In the context of release from masking, our current measure of MAS is similar to the minimum audible angle (MAA), the measure of spatial acuity to quantify the smallest spatial separation needed to discriminate two sound sources. Normal-hearing adults have high spatial acuity with an MAA of ∼2° around 0° azimuth region, but drastically larger >40° around 90° azimuth (Mills, 1958). Similarly, we anticipate that our current MAS with an off-center target reported here may be an underestimation with a target closer to 0° azimuth. Future work is warranted to examine the effect of target position on MAS.
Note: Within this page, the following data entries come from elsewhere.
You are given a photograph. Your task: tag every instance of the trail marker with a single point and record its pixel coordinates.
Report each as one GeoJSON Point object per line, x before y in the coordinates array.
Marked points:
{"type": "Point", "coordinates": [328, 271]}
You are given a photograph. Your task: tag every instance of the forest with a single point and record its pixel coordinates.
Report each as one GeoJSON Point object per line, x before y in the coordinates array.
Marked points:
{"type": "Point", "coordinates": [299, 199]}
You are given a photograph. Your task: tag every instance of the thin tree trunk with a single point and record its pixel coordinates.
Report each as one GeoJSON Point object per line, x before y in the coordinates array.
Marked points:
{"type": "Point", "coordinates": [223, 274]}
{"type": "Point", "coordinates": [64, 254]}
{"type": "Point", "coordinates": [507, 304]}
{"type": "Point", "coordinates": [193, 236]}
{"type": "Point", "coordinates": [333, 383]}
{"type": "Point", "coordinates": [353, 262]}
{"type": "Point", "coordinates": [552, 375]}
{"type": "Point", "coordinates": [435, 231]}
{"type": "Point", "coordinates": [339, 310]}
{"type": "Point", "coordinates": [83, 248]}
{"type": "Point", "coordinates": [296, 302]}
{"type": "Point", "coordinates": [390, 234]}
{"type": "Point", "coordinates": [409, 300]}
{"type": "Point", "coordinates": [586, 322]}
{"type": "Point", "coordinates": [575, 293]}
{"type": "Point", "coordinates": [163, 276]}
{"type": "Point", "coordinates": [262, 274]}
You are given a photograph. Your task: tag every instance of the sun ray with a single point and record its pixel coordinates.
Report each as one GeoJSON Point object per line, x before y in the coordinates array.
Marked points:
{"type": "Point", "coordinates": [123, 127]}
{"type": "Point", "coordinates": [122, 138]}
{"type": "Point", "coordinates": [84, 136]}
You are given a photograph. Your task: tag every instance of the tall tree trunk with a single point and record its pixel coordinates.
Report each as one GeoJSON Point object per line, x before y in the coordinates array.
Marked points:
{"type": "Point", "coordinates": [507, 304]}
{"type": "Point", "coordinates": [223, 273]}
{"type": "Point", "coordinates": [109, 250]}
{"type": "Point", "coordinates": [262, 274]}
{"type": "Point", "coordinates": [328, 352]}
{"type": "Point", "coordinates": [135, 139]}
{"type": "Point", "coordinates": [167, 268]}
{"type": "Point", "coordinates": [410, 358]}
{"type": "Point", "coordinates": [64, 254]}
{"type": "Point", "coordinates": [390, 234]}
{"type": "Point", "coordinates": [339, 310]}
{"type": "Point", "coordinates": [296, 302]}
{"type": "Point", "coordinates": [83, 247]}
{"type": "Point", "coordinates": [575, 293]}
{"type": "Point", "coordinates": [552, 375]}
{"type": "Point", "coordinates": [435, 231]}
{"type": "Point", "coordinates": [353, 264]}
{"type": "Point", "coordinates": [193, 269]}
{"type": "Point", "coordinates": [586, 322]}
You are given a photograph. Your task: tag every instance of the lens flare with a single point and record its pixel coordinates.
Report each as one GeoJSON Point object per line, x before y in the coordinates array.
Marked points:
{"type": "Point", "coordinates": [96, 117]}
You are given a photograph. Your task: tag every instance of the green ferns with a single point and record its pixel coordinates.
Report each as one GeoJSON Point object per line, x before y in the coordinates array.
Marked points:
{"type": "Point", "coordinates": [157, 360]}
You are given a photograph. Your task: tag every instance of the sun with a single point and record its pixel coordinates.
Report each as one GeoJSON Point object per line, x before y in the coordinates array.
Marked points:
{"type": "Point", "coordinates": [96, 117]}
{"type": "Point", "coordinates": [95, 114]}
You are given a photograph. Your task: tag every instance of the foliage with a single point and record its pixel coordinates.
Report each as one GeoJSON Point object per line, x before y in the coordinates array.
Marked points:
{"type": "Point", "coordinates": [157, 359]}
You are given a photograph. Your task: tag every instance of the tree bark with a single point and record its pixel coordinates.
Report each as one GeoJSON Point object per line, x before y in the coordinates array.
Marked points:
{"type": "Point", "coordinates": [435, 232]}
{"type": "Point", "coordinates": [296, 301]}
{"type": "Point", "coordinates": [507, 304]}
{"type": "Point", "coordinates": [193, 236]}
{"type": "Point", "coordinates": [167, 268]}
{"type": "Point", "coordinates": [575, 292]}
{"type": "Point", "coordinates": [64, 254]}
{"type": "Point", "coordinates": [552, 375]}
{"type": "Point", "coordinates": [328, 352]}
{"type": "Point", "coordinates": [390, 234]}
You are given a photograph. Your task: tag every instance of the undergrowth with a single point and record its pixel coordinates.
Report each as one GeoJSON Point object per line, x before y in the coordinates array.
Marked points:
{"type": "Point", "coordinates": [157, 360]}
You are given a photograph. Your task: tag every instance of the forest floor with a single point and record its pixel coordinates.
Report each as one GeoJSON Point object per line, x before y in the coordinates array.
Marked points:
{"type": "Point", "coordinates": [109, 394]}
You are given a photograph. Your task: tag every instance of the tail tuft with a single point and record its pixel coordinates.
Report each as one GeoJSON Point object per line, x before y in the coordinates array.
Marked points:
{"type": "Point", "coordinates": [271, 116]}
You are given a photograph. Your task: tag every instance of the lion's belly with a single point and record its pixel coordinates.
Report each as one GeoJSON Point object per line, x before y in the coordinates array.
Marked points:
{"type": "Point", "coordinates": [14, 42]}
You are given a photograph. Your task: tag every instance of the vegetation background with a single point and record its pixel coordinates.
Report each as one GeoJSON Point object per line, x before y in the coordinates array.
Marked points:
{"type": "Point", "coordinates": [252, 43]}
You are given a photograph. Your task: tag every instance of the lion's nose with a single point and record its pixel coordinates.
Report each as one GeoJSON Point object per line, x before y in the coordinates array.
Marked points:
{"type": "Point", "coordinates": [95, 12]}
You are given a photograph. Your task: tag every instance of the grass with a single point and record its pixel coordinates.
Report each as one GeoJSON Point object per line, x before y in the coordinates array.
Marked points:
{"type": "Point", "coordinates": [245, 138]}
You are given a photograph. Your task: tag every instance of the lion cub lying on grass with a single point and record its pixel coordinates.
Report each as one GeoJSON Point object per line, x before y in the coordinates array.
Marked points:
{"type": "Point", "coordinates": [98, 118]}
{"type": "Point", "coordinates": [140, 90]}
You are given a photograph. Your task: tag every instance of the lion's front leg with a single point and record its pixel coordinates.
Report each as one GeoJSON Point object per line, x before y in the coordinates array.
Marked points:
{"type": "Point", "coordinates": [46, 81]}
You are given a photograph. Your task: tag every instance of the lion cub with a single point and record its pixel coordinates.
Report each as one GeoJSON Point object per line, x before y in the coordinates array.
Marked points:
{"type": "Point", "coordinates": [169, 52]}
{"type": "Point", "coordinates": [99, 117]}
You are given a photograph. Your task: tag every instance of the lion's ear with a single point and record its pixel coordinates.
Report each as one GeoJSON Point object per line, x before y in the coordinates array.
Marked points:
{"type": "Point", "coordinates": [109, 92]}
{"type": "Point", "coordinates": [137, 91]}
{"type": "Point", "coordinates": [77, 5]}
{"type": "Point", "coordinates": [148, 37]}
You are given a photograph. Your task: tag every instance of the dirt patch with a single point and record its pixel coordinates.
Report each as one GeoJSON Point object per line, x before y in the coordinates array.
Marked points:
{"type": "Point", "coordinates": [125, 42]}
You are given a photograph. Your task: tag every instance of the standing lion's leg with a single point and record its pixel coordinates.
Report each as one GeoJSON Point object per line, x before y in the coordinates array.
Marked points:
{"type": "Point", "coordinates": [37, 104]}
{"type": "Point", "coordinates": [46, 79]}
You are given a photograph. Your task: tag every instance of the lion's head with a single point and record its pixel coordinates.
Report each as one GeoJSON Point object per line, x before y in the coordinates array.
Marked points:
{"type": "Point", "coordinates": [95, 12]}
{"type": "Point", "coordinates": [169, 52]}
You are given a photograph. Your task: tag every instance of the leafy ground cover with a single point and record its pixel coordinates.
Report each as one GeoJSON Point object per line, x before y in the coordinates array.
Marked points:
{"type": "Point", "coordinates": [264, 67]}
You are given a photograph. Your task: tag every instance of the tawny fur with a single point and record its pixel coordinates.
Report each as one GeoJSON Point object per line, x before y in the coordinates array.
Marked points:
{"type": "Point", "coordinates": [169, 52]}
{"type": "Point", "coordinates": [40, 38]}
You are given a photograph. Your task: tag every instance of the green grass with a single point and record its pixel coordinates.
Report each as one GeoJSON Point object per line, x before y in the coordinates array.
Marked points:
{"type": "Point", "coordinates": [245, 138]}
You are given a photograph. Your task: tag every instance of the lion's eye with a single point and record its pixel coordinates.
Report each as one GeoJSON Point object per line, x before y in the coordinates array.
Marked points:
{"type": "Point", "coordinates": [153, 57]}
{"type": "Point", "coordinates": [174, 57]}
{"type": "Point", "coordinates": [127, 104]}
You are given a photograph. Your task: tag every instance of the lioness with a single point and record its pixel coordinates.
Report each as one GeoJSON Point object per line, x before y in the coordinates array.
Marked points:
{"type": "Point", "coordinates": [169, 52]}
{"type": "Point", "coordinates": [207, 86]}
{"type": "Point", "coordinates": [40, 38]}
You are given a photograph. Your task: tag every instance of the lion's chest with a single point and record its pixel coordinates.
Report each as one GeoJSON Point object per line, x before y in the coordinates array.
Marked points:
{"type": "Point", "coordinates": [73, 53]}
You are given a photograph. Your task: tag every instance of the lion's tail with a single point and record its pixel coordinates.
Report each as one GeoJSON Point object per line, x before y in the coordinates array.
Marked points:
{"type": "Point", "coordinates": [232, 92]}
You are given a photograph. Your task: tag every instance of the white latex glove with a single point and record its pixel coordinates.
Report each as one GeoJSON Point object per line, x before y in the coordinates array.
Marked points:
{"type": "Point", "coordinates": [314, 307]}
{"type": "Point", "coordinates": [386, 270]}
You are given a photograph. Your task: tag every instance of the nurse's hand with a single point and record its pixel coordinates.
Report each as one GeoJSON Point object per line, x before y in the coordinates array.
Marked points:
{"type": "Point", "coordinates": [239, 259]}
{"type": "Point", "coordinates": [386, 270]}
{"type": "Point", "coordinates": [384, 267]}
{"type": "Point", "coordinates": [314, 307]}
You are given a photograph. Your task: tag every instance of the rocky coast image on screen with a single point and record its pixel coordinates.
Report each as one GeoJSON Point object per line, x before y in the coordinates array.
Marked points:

In conclusion, our fast measure of MAS offers another way to assess spatial unmasking, with the ability to characterize individual access to interaural difference cues for spatial unmasking.
Supplementary Materials
See supplementary material for data comparing two repeated measurements of MAS using the adaptive staircase method.
Acknowledgments
This work was supported by the National Institute of Health NIDCD R21DC020532 to Z.E.P and NIGM P20GM109023 to the Center for Perception and Communication in Children at Boys Town National Research Hospital. We express gratitude to all participants in the study.
Author Declarations
Conflict of Interest
The authors declare no conflicts to disclose.
Ethics Approval
All procedures were approved by the Institutional Review Board at Boys Town National Research Hospital. All participants provided written consent prior to study participation.
Data Availability
The data that support the findings of this study are available on reasonable request from the corresponding author, Z.E.P.